睦月学園中等部から徒歩三十分ほどの距離にある自宅は、築二十年ほどのボロアパート。家賃も安く、入居者もそこそこいる。
見た目ワケアリ物件みたいな感じだが、大切に扱われているのか、中は以外と綺麗だった。
ハルヒコの部屋は錆びた階段を上り、一番奥に存在している。扉は防犯対策のためか、鍵を二つ開けなければ入れない仕様になっていた。
「……ふぅ」
中にはいると、即座に部屋に設置されているこたつの前に座り込む。そして、こたつの上に置いてあるメントールのタバコに手を伸ばすと、慣れた手つきで一本取りだし口にくわえる。そして、百円ライターで火を点けると、点火するために口に含んだ煙を吐き出す。
「…………」
二口目の煙を肺に入れ、吐き出すと、少し疲れた表情から何とも言えない満足げな表情になった。

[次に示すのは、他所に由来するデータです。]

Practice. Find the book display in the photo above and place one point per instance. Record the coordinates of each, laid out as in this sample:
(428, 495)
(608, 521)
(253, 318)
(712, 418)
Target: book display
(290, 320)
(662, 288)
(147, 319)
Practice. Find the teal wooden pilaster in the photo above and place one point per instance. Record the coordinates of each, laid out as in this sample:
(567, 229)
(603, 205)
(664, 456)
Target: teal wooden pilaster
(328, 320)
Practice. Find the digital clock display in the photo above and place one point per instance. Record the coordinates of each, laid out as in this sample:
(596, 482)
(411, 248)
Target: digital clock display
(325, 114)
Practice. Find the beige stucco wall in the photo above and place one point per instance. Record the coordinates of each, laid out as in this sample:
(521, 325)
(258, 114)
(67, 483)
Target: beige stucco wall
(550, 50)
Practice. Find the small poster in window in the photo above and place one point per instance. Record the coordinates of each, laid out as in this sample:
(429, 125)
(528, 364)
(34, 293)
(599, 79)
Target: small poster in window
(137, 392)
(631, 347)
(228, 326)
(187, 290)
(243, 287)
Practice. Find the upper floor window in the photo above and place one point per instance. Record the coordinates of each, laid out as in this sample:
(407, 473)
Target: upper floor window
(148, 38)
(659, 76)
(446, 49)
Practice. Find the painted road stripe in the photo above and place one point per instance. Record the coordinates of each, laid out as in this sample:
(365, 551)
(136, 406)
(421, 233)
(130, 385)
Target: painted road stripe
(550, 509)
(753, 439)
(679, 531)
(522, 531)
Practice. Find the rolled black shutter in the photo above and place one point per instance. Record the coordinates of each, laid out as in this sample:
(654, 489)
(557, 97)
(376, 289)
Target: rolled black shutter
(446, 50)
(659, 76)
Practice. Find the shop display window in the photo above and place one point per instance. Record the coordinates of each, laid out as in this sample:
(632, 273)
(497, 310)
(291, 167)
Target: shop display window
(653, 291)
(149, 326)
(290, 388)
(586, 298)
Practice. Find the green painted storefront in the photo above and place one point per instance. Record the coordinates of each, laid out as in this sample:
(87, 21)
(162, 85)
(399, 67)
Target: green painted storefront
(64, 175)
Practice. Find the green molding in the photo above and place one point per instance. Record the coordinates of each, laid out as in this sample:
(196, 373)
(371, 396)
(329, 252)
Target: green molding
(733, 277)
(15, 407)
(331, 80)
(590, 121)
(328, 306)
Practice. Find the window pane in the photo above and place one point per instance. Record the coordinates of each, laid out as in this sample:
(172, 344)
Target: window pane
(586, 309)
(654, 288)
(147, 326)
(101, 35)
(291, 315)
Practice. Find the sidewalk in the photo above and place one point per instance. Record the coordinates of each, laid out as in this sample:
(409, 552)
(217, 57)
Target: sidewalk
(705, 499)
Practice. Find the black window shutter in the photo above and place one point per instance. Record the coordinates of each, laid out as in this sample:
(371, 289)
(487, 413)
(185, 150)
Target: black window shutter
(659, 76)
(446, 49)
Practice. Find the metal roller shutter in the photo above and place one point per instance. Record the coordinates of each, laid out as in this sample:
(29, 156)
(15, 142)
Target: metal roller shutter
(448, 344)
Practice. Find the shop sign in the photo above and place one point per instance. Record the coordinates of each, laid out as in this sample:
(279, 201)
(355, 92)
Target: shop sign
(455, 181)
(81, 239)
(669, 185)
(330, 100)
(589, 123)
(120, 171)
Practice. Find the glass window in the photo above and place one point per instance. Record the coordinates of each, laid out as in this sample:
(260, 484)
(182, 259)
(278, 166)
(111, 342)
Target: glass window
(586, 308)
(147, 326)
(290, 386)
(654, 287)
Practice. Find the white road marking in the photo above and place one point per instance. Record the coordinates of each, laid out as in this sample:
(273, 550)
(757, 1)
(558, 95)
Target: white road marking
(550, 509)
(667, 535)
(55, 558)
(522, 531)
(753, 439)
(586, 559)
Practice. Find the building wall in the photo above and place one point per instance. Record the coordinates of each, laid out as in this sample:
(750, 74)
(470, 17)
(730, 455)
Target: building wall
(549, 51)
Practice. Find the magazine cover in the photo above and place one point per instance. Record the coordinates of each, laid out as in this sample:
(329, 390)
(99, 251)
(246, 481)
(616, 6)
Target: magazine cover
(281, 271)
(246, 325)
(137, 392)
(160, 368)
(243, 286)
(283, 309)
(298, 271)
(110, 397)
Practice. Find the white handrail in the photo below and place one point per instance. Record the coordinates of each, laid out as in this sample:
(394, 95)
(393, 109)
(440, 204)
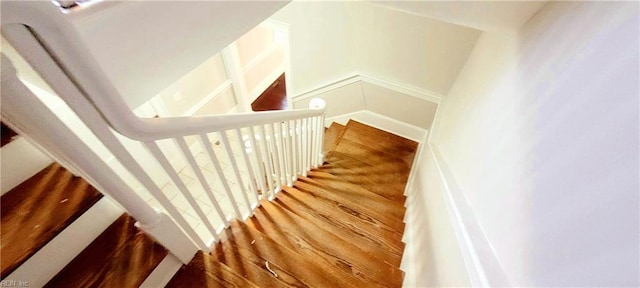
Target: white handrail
(279, 152)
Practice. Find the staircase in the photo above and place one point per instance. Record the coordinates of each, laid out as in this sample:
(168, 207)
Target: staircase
(340, 226)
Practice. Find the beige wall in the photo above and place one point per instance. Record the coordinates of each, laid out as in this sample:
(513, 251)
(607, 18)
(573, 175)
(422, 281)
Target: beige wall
(190, 89)
(399, 106)
(332, 39)
(144, 46)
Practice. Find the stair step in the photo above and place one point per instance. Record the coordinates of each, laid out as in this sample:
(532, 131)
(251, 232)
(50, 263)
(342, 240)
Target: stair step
(6, 134)
(254, 272)
(374, 146)
(387, 179)
(37, 210)
(332, 136)
(388, 250)
(367, 203)
(122, 256)
(253, 246)
(349, 217)
(327, 248)
(205, 271)
(364, 133)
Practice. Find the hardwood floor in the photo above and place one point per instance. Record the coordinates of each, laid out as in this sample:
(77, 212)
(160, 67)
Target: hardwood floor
(340, 226)
(122, 256)
(6, 134)
(331, 229)
(274, 98)
(35, 211)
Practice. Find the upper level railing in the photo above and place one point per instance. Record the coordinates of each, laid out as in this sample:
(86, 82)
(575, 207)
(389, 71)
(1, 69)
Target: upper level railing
(263, 150)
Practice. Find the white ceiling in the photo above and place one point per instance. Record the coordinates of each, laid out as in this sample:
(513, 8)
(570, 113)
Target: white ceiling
(482, 15)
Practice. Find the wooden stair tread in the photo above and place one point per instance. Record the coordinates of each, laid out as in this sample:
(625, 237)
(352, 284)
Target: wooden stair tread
(356, 201)
(374, 146)
(38, 209)
(121, 256)
(368, 154)
(385, 179)
(365, 133)
(332, 136)
(258, 248)
(388, 250)
(327, 248)
(7, 135)
(205, 271)
(254, 272)
(348, 217)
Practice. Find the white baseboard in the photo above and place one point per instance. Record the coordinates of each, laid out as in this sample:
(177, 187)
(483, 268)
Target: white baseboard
(381, 122)
(356, 76)
(483, 267)
(163, 273)
(19, 161)
(55, 255)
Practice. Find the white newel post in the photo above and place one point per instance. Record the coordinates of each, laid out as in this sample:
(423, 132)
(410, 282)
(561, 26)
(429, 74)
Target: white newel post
(21, 108)
(318, 104)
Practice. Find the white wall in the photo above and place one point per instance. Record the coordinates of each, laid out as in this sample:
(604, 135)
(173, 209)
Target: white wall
(432, 252)
(541, 133)
(332, 39)
(321, 40)
(494, 16)
(409, 49)
(145, 46)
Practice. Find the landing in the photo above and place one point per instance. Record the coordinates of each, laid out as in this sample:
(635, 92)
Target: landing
(339, 227)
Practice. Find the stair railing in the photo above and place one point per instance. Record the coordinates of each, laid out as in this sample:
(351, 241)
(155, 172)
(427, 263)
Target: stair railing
(266, 150)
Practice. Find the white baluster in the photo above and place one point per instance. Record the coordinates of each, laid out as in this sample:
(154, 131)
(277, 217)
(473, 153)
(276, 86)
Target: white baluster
(291, 176)
(252, 177)
(236, 170)
(203, 182)
(274, 157)
(267, 162)
(216, 164)
(259, 162)
(164, 162)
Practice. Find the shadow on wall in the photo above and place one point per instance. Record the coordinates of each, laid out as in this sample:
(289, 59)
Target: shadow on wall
(541, 131)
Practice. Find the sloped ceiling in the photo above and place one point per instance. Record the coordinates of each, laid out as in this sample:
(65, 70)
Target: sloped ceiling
(143, 46)
(493, 16)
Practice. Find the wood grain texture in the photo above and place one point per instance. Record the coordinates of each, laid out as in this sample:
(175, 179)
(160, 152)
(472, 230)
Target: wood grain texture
(273, 98)
(387, 178)
(341, 226)
(205, 271)
(7, 134)
(332, 136)
(359, 238)
(121, 256)
(359, 202)
(38, 209)
(286, 263)
(328, 247)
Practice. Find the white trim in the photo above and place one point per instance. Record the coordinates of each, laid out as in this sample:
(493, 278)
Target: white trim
(162, 274)
(231, 61)
(260, 57)
(328, 86)
(381, 122)
(356, 76)
(403, 88)
(205, 100)
(483, 266)
(55, 255)
(414, 165)
(265, 83)
(23, 160)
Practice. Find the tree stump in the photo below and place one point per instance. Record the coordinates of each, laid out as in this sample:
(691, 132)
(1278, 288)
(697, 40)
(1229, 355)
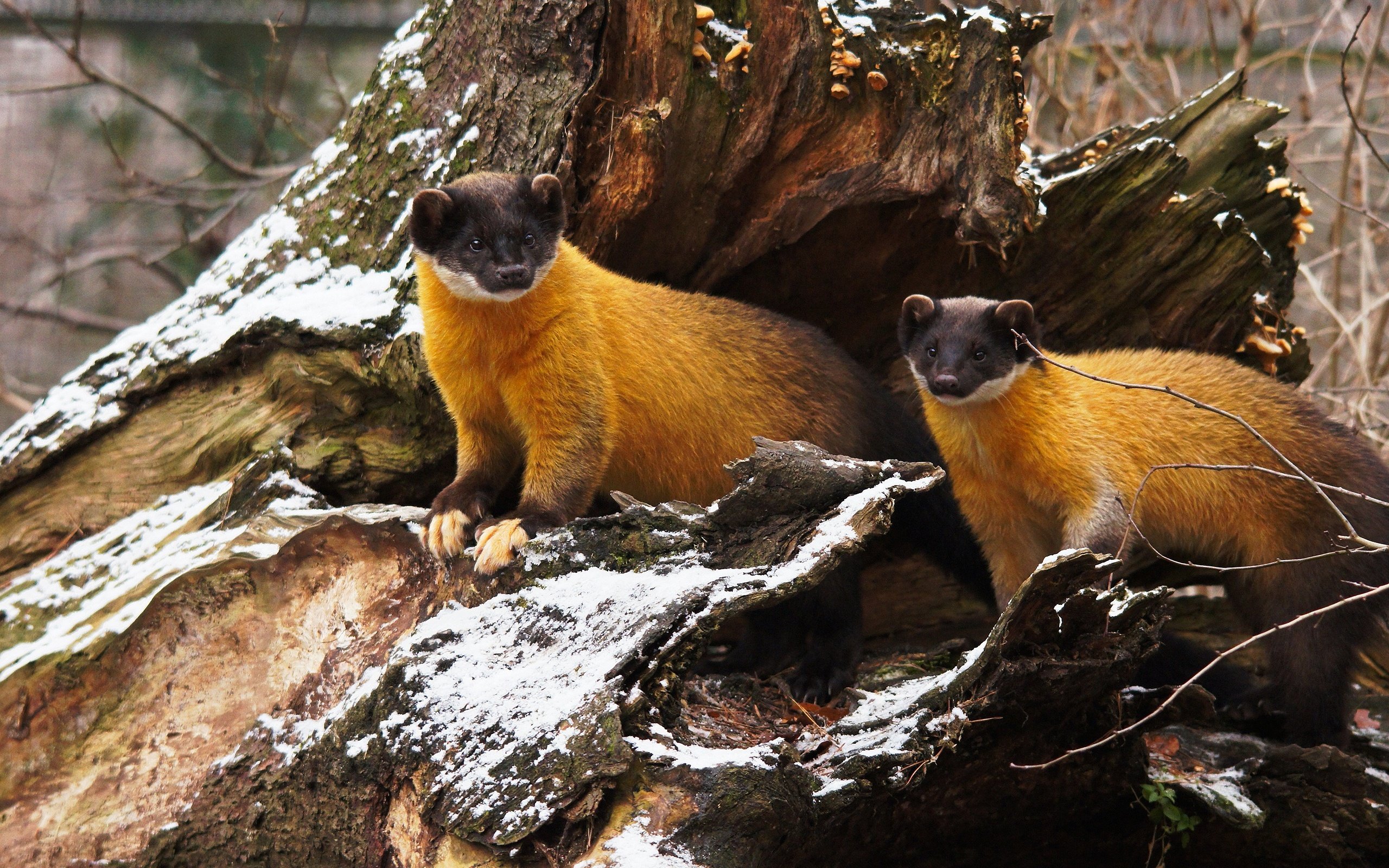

本来、チェーンスモーカーであるハルヒコは、そのタバコ代がバカにならないとして、今年から自宅以外の場所での禁煙を決めた。以来、自宅に帰ってこうしてタバコを口にするのを密かな楽しみとしていた。
最も、消化しきれなかった仕事がある時や、レンに無理やり部活の顧問にさせられてからお預けを食らうことも少なくなかったが、それはタバコ代削減に繋がっていると考え、割りきることにしていた。